3) Related to number 1, I hear a concern that people who aren’t staying on-property won’t have access to Fastpasses after this shift kicks in. Relax. Tom Staggs followed up on the initial announcement and addressed this issue. Day-of Fastpasses are not going away. The only change is the way you access them. You’ll use a smartphone or an in-park kiosk that is activated by your RFID-equipped ticket or a MyMagic+ wristband to access them. And, in some ways, they’ll be better – because they’ll be changeable. You’ll be able to swap them out for a different attraction or a different time if the spontaneity of the day alters your plans. Staggs explained that newly-purchased tickets will be RFID-equipped, and guests will have the option of purchasing a wristband. If you’re using an older paper ticket, you can exchange for an RFID-enabled ticket or a purchase a wristband.

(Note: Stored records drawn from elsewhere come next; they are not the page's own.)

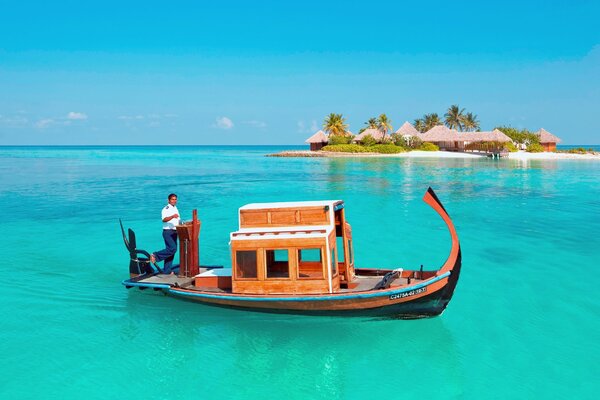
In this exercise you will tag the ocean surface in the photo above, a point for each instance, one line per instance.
(524, 321)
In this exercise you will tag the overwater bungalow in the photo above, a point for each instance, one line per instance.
(375, 133)
(317, 141)
(452, 140)
(547, 140)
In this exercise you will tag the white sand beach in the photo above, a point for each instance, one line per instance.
(521, 155)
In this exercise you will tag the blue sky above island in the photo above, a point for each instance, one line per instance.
(267, 72)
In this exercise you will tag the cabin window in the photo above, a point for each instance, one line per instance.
(350, 254)
(278, 264)
(333, 262)
(340, 245)
(310, 264)
(245, 264)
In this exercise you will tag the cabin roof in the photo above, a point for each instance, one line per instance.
(289, 232)
(290, 204)
(407, 129)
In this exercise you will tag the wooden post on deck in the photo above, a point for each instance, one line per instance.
(188, 234)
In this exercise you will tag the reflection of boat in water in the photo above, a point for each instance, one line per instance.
(297, 257)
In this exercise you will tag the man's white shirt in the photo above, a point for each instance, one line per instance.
(167, 212)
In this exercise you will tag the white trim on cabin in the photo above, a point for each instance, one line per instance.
(290, 204)
(290, 228)
(271, 236)
(328, 266)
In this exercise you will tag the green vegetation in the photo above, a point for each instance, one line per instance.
(384, 124)
(470, 122)
(370, 124)
(426, 146)
(455, 118)
(510, 146)
(387, 148)
(427, 122)
(535, 148)
(346, 148)
(368, 140)
(335, 124)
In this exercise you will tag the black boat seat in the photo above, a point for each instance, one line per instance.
(138, 265)
(388, 278)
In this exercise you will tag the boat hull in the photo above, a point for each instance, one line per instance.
(425, 299)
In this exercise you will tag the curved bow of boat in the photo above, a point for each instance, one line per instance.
(454, 261)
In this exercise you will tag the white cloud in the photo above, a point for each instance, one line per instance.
(223, 123)
(44, 123)
(130, 117)
(304, 127)
(255, 123)
(76, 115)
(13, 121)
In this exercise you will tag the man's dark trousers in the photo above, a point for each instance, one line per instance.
(167, 254)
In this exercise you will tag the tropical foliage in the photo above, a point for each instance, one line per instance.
(370, 124)
(419, 124)
(431, 120)
(368, 140)
(454, 117)
(470, 122)
(335, 124)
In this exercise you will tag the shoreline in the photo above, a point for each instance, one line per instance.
(520, 155)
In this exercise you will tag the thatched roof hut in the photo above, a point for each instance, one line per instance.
(440, 133)
(407, 129)
(486, 136)
(318, 137)
(547, 140)
(547, 137)
(376, 133)
(317, 141)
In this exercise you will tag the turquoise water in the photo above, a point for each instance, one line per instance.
(524, 321)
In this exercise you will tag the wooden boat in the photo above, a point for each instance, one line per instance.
(299, 258)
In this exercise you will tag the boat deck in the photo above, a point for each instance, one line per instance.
(362, 283)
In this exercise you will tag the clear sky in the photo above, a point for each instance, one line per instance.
(259, 72)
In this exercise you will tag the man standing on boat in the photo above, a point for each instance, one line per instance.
(170, 218)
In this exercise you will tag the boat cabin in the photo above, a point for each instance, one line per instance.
(292, 248)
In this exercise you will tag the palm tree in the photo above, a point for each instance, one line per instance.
(370, 124)
(335, 124)
(419, 125)
(454, 117)
(470, 122)
(384, 124)
(431, 120)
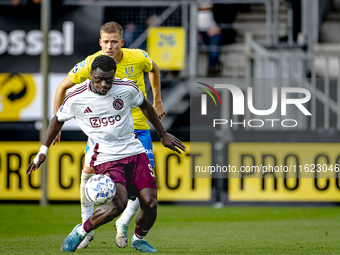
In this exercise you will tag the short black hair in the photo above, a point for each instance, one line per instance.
(105, 63)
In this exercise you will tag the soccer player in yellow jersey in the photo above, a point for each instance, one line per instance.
(131, 64)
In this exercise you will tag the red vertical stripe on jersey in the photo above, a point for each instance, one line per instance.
(95, 155)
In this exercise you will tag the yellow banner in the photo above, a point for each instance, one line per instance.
(166, 46)
(65, 162)
(284, 172)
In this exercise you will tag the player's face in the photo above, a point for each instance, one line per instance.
(101, 82)
(111, 44)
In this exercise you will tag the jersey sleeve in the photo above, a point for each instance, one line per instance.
(66, 111)
(147, 62)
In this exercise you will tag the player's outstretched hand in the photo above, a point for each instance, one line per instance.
(159, 109)
(173, 143)
(57, 138)
(34, 166)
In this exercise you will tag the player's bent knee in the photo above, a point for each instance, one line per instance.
(119, 202)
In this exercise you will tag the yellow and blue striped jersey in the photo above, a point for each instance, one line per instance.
(132, 66)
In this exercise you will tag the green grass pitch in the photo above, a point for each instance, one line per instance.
(31, 229)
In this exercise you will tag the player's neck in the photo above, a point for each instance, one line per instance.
(119, 57)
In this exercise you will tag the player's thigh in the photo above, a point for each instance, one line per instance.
(145, 137)
(120, 199)
(88, 170)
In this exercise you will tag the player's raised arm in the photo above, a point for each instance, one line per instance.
(155, 81)
(167, 139)
(58, 100)
(52, 130)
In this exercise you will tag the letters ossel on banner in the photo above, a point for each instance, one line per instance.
(173, 172)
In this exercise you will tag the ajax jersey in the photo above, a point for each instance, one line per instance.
(132, 66)
(106, 120)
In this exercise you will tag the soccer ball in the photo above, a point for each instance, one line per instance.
(100, 189)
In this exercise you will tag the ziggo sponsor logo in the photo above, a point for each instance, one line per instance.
(97, 122)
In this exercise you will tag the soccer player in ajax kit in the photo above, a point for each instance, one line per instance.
(131, 64)
(102, 109)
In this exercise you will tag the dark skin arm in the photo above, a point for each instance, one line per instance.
(53, 129)
(168, 140)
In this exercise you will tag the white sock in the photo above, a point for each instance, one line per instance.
(86, 205)
(134, 237)
(81, 230)
(130, 211)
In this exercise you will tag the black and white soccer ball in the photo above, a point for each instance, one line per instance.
(100, 189)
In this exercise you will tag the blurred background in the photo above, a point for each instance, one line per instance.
(279, 43)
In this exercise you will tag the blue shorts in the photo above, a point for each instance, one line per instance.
(145, 137)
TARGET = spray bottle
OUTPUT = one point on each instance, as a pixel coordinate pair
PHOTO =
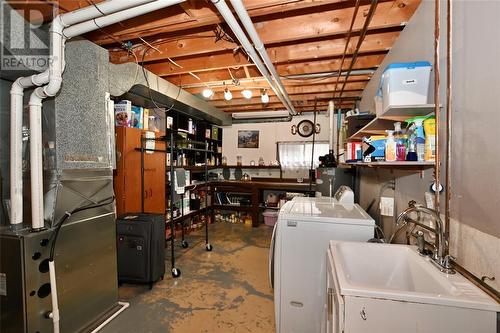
(416, 139)
(420, 139)
(430, 138)
(400, 138)
(390, 147)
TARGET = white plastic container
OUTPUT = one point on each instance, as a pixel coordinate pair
(405, 84)
(270, 217)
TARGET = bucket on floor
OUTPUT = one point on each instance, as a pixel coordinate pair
(405, 84)
(270, 217)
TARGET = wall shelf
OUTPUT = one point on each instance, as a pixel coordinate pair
(403, 165)
(252, 166)
(392, 114)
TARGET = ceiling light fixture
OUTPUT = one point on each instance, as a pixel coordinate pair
(207, 92)
(227, 95)
(264, 97)
(260, 114)
(246, 93)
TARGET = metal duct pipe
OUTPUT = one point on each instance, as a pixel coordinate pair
(17, 95)
(58, 39)
(240, 35)
(331, 112)
(437, 110)
(259, 46)
(449, 120)
(59, 34)
(329, 74)
(101, 22)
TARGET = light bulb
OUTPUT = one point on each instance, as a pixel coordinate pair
(227, 95)
(246, 93)
(264, 97)
(207, 92)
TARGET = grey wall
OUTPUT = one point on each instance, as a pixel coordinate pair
(475, 159)
(4, 143)
(475, 226)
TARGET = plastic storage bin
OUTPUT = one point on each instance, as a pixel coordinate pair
(405, 84)
(270, 217)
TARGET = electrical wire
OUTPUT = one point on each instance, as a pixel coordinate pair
(67, 215)
(149, 87)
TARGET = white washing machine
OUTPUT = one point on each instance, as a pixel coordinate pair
(297, 266)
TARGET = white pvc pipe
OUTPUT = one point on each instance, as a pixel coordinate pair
(84, 27)
(124, 306)
(240, 35)
(97, 10)
(16, 142)
(259, 46)
(17, 93)
(331, 112)
(53, 294)
(36, 159)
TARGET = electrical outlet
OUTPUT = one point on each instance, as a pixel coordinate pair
(387, 206)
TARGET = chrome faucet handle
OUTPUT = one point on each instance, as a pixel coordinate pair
(447, 261)
(420, 242)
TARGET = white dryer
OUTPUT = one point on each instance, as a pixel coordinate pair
(297, 265)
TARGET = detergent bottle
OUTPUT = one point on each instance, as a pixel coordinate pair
(390, 147)
(400, 138)
(418, 137)
(430, 139)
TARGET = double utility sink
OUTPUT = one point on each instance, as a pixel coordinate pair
(392, 288)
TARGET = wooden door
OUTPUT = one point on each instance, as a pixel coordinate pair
(154, 179)
(127, 177)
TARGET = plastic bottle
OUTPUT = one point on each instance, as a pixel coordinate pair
(420, 139)
(390, 147)
(430, 139)
(400, 142)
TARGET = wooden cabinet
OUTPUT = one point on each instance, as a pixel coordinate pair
(127, 176)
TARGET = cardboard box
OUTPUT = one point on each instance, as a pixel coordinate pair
(137, 117)
(123, 113)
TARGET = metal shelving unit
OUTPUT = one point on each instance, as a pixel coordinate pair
(172, 142)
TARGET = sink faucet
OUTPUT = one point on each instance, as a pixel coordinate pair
(440, 256)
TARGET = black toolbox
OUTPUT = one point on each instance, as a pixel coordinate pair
(140, 247)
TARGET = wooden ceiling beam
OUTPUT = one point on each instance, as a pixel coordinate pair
(198, 48)
(238, 100)
(273, 99)
(300, 109)
(215, 77)
(187, 44)
(287, 67)
(260, 83)
(167, 22)
(295, 90)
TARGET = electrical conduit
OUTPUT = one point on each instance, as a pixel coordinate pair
(259, 46)
(240, 35)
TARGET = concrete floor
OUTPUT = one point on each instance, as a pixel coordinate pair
(226, 290)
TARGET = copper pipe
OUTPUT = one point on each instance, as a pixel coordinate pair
(362, 35)
(355, 13)
(356, 8)
(437, 23)
(449, 78)
(493, 293)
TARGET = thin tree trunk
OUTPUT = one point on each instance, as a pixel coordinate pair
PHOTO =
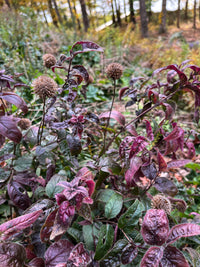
(53, 13)
(186, 10)
(84, 15)
(163, 19)
(57, 11)
(132, 13)
(178, 14)
(143, 18)
(195, 14)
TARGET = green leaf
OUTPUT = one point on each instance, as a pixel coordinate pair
(113, 206)
(105, 241)
(52, 188)
(113, 258)
(131, 217)
(23, 163)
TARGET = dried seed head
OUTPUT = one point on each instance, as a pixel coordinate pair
(114, 71)
(44, 87)
(161, 202)
(24, 124)
(49, 60)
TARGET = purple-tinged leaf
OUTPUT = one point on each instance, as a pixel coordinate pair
(114, 115)
(36, 262)
(178, 163)
(9, 129)
(85, 46)
(80, 70)
(152, 257)
(176, 133)
(161, 162)
(18, 195)
(149, 131)
(129, 254)
(47, 227)
(182, 76)
(173, 257)
(135, 164)
(79, 256)
(122, 91)
(63, 219)
(138, 145)
(166, 186)
(13, 226)
(12, 255)
(150, 171)
(169, 112)
(58, 253)
(182, 230)
(191, 150)
(155, 227)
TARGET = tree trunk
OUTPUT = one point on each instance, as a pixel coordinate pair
(195, 14)
(53, 13)
(84, 15)
(178, 14)
(143, 18)
(186, 10)
(132, 14)
(163, 19)
(57, 11)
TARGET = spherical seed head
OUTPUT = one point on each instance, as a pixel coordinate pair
(161, 202)
(24, 124)
(49, 60)
(44, 86)
(114, 71)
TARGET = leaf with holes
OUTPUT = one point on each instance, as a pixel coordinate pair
(105, 241)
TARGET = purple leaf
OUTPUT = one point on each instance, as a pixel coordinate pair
(114, 115)
(129, 254)
(58, 253)
(149, 131)
(178, 163)
(135, 164)
(161, 162)
(79, 256)
(12, 255)
(80, 70)
(15, 100)
(85, 46)
(152, 257)
(173, 257)
(16, 225)
(63, 219)
(155, 227)
(166, 186)
(18, 195)
(9, 129)
(183, 230)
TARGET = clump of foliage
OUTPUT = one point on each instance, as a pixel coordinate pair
(77, 187)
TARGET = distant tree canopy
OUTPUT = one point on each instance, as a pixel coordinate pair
(86, 14)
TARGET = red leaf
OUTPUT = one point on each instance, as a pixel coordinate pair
(114, 115)
(9, 129)
(155, 227)
(161, 162)
(173, 257)
(12, 255)
(178, 163)
(152, 257)
(15, 100)
(16, 225)
(183, 230)
(85, 46)
(58, 253)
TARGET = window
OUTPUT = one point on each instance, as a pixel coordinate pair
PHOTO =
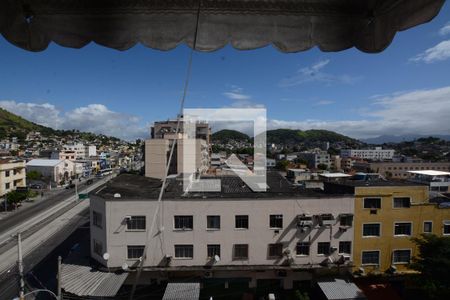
(135, 252)
(345, 247)
(98, 248)
(370, 257)
(402, 229)
(402, 202)
(323, 248)
(213, 222)
(97, 219)
(136, 223)
(427, 227)
(184, 251)
(241, 222)
(275, 250)
(184, 222)
(372, 202)
(240, 251)
(346, 220)
(371, 230)
(401, 256)
(446, 227)
(213, 250)
(302, 248)
(276, 221)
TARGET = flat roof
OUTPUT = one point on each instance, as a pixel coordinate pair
(137, 187)
(430, 173)
(334, 175)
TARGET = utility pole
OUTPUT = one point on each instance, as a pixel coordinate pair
(20, 265)
(58, 291)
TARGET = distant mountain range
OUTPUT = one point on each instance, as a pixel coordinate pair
(287, 137)
(401, 138)
(12, 125)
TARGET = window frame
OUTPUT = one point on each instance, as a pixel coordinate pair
(217, 246)
(207, 222)
(236, 222)
(401, 262)
(366, 198)
(370, 264)
(276, 219)
(95, 219)
(404, 222)
(245, 246)
(371, 236)
(423, 227)
(343, 252)
(304, 244)
(128, 251)
(136, 222)
(321, 244)
(400, 207)
(190, 247)
(191, 217)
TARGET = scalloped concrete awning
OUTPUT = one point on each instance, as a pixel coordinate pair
(289, 25)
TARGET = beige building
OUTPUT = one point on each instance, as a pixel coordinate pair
(54, 169)
(12, 175)
(236, 233)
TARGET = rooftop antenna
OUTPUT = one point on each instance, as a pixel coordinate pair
(179, 117)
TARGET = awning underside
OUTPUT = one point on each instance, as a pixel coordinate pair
(289, 25)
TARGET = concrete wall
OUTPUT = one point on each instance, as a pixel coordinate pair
(258, 236)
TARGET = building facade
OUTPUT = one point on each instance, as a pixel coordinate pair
(370, 154)
(248, 237)
(12, 175)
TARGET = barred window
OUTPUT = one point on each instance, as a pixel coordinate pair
(184, 222)
(135, 251)
(184, 251)
(136, 223)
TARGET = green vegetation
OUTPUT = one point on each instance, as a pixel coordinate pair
(226, 136)
(433, 263)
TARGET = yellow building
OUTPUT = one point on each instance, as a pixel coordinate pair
(387, 215)
(12, 175)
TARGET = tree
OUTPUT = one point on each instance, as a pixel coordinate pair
(34, 175)
(433, 263)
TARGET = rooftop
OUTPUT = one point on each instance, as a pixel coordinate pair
(137, 187)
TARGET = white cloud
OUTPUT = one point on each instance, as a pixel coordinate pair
(417, 112)
(95, 118)
(445, 30)
(324, 102)
(439, 52)
(315, 73)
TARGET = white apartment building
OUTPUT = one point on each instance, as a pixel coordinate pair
(81, 151)
(55, 169)
(370, 154)
(12, 175)
(236, 233)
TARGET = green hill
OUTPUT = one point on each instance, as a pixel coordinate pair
(227, 135)
(12, 125)
(295, 136)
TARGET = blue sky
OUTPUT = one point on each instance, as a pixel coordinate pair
(403, 90)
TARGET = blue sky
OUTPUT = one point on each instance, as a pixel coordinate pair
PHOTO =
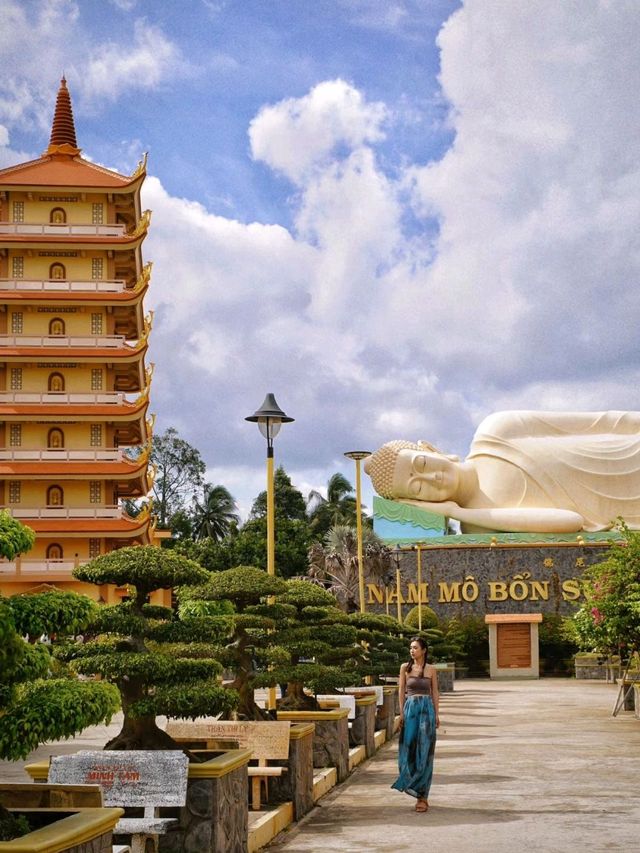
(397, 216)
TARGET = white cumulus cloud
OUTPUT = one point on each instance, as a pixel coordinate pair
(298, 133)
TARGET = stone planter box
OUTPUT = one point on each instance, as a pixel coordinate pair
(330, 737)
(297, 784)
(215, 818)
(74, 831)
(596, 667)
(363, 728)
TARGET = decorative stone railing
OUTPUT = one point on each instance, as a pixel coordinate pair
(79, 512)
(63, 285)
(26, 568)
(85, 454)
(65, 341)
(62, 229)
(55, 398)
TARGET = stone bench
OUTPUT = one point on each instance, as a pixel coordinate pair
(268, 741)
(330, 738)
(130, 779)
(338, 700)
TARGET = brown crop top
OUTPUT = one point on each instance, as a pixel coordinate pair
(418, 686)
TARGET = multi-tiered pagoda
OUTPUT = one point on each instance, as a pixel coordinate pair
(74, 389)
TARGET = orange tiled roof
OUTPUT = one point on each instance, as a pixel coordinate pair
(61, 165)
(111, 470)
(89, 526)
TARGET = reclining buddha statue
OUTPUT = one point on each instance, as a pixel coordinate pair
(526, 471)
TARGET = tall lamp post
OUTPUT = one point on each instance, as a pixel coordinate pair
(270, 418)
(358, 456)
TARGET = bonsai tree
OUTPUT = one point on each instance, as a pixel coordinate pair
(385, 643)
(160, 663)
(248, 646)
(322, 646)
(609, 620)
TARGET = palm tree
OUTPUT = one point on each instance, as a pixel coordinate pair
(215, 517)
(339, 507)
(336, 563)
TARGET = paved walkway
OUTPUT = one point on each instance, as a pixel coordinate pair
(525, 765)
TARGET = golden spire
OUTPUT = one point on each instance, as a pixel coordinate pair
(63, 131)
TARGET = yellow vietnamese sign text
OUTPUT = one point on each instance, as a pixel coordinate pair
(521, 587)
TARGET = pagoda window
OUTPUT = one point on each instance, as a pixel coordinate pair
(96, 324)
(55, 439)
(16, 379)
(96, 379)
(15, 435)
(56, 383)
(17, 322)
(97, 268)
(17, 266)
(96, 435)
(57, 272)
(97, 213)
(55, 496)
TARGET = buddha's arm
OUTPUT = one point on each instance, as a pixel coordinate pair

4) I heard AP holders concerned that they’d be excluded from Fastpasses. Nope. Staggs stated that AP holders will get a “free” MyMagic+ wristband with their AP.

5) DVC folks were afraid that they wouldn’t be treated as “resort guests” for this program. Nope, again, DVCers will have access to MyMagic+. In fact, the resort that is slated to get the first test run is BoardWalk Inn, making BoardWalk Vilas the likely first DVC test site for MyMagic+. The BoardWalk Inn test should start some time in February, according to Jim Hill. I’d guess it would hit the DVC side about a month later – probably by Spring Break.

So there it is folks. Five quick reasons not to be freaked out about MyMagic+. Ultimately, I think this is going to end up being a boon for those of us who are planners. And we’ll learn to appreciate the opportunity to have a Fastpass+ reservation for Toy Story Midway Mania in place, and not have to worry about the mad dash from the gates at Hollywood Studios!